Даже возвращаясь домой из командировок, он старался уединяться на даче. Здесь, в своем кабинете, он мог читать, спать, часами разглядывать стоящих на столике перед большим глубоким креслом оловянных солдатиков. А еще вести дневник. Да, у него был дневник – толстая тетрадь в коленкоровой обложке, которой он доверял свои мысли и чувства, в повседневной жизни спрятанные в душе за семью замками. Из чувств вообще-то была только боль. А все мысли лишь о ней, о Мэри Шакли. Дневник он надежно прятал в тайник, который соорудил в ящике письменного стола, и никогда не забывал запирать этот ящик, даже когда выходил из кабинета всего на несколько минут.
От созданных при непосредственном участии Александра Листопада сетей ЕЭС СССР осуществлялся экспорт электроэнергии в Финляндию, Норвегию, Турцию и Германию. В середине восьмидесятого года он должен был лететь в Берлин, вторую свою заграничную командировку, которая случилась в его жизни через восемнадцать лет после первой. Лежа без сна долгими ночами, пока шло оформление документов, он в малейших деталях представлял, как из Берлина позвонит в Лондон по тому самому номеру, который бережно хранила его память все эти годы. Листочек с адресом и телефоном лежал в дневнике, но он был и не нужен. Ничто не могло ему помочь помнить все, связанное с Мэри, лучше, чем он это делал и так. Каждый взгляд, каждый вздох, каждое движение ресниц.
Что будет дальше? Он даже мечтать не смел, что она сядет на самолет и прилетит из Лондона в Берлин. Он не думал о том, как сильно надеется ее увидеть, просто хотел услышать голос. Тот самый, чуть хриплый после занятий любовью.
Инфаркт в сорок восемь лет опаснее, чем в шестьдесят. Так сказал врач обезумевшей от горя Лизе. Александр Листопад этого не слышал, потому что лежал в реанимации, куда не пускали никого из посторонних. Лиза уговорила, умолила врачей пустить ее к мужу, хотя бы ненадолго. Он так и подумал, сквозь дурман лекарств слегка удивившись ее приходу: «Что она здесь делает? Сюда же не пускают посторонних».

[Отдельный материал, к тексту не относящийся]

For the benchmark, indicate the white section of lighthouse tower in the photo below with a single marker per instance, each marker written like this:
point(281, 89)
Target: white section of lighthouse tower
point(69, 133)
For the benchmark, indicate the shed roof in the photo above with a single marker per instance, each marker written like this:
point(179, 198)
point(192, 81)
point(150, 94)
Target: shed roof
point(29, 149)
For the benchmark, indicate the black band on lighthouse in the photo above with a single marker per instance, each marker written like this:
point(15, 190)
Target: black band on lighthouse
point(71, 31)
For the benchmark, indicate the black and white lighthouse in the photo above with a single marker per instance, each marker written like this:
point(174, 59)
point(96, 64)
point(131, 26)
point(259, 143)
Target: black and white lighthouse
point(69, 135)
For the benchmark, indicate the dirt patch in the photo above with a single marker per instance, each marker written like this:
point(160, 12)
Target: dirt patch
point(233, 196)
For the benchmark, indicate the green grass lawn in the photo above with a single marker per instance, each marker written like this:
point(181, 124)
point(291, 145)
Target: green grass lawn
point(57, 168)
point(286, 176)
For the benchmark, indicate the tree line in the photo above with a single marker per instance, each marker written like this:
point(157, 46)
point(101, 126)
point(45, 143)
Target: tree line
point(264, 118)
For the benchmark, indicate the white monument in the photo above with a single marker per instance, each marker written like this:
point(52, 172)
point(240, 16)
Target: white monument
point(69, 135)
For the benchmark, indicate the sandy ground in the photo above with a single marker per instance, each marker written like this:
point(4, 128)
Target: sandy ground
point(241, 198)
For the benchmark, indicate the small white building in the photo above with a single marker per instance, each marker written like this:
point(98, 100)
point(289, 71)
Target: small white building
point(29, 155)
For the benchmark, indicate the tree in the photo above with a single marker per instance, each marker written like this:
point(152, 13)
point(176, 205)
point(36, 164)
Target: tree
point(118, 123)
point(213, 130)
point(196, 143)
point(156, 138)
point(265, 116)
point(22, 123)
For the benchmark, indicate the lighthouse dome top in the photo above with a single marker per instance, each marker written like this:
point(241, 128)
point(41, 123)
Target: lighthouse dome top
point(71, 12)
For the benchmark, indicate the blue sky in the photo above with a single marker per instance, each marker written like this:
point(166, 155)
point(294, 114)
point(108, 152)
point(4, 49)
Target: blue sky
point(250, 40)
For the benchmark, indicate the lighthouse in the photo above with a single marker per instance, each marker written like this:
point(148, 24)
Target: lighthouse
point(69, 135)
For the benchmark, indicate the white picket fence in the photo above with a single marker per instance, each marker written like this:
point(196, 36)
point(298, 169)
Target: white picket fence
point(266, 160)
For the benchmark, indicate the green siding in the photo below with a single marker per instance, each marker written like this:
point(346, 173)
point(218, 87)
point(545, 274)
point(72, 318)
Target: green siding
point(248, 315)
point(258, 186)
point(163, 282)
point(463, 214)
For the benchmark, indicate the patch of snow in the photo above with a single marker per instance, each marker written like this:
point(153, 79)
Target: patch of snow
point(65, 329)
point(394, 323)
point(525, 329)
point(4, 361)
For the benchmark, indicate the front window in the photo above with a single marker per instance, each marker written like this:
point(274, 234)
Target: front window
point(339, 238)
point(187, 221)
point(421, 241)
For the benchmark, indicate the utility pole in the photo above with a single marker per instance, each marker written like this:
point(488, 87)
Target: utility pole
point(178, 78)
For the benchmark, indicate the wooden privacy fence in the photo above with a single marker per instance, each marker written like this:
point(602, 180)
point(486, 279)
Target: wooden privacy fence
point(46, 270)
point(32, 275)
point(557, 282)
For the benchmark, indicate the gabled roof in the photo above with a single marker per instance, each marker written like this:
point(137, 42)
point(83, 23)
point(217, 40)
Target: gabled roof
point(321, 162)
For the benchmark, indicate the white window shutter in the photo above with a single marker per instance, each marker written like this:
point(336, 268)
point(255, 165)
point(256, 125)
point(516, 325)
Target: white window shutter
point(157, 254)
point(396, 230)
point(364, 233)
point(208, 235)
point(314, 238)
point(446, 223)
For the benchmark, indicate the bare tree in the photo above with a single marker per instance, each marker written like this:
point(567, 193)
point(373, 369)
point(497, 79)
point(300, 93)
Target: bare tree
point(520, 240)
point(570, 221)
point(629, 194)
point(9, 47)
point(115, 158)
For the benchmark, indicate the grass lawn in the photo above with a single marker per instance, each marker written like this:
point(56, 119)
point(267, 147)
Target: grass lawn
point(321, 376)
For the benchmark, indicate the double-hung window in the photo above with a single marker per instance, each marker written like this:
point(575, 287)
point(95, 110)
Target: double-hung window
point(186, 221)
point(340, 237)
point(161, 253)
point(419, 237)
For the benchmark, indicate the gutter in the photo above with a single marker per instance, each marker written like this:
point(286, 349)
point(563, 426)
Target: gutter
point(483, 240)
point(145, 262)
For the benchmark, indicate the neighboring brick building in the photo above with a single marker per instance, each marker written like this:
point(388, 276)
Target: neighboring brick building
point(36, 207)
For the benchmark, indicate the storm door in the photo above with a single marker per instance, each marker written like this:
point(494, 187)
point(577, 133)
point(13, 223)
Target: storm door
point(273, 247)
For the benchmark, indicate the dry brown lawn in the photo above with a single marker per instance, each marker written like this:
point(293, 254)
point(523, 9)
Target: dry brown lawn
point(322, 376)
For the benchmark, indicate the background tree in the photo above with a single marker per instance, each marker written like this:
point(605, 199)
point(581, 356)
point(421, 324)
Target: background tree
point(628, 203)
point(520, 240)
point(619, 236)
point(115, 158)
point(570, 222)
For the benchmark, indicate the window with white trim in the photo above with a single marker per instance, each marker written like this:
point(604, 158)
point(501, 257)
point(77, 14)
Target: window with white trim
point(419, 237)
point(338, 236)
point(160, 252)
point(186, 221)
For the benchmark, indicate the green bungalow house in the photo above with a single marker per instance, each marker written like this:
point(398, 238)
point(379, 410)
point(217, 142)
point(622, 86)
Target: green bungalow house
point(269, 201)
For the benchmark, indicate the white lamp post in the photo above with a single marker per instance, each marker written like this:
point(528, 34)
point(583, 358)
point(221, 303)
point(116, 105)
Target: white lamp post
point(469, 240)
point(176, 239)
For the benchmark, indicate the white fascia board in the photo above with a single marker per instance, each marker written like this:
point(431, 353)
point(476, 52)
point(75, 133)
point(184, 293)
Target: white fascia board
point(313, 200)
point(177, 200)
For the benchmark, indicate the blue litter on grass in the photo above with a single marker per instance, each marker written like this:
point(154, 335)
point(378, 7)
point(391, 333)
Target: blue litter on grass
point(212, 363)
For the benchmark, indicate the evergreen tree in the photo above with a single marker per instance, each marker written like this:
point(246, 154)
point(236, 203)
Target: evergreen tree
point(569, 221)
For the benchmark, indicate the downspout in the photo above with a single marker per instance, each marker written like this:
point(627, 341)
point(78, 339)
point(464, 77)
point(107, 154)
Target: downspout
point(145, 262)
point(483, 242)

«Посторонняя» Лиза успеть сказать ему, что он не может уходить так рано, не смеет бросать ее, оставлять один на один с новой проблемой. Проблема действительно была достаточно серьезной, поскольку Тамара ждала ребенка.
– Ей же всего девятнадцать. Одна, без мужа… Это же позор! Мне стыдно перед знакомыми, – говорила Лиза, держа его руку, безвольно лежащую на краю постели. – Саша, я не справлюсь с этим одна. Как я вынесу все это, если ты мне не поможешь? Ты должен! Ты должен бороться!
Бороться Александру Листопаду не хотелось. Никакая борьба не имела смысла без поездки в Берлин и того телефонного звонка. А в Берлин он теперь не поедет, это точно. Через три дня делегация улетит без него.
– Если у Тамары родится девочка, пожалуйста, назови ее Марией, – сказал он жене и закрыл глаза.
* * *
По зрелому размышлению Маша решила взять с собой в ресторан Лилю. Сидеть одной в компании двух мужчин казалось ей не то чтобы неприличным, просто двусмысленным. Подруга всегда умела с блеском выходить из неудобных ситуаций, поэтому Маша, в душе ругая себя за бессовестность, все-таки позвонила ей с вопросом, не сходит ли она с ней на обременительную, но необходимую встречу.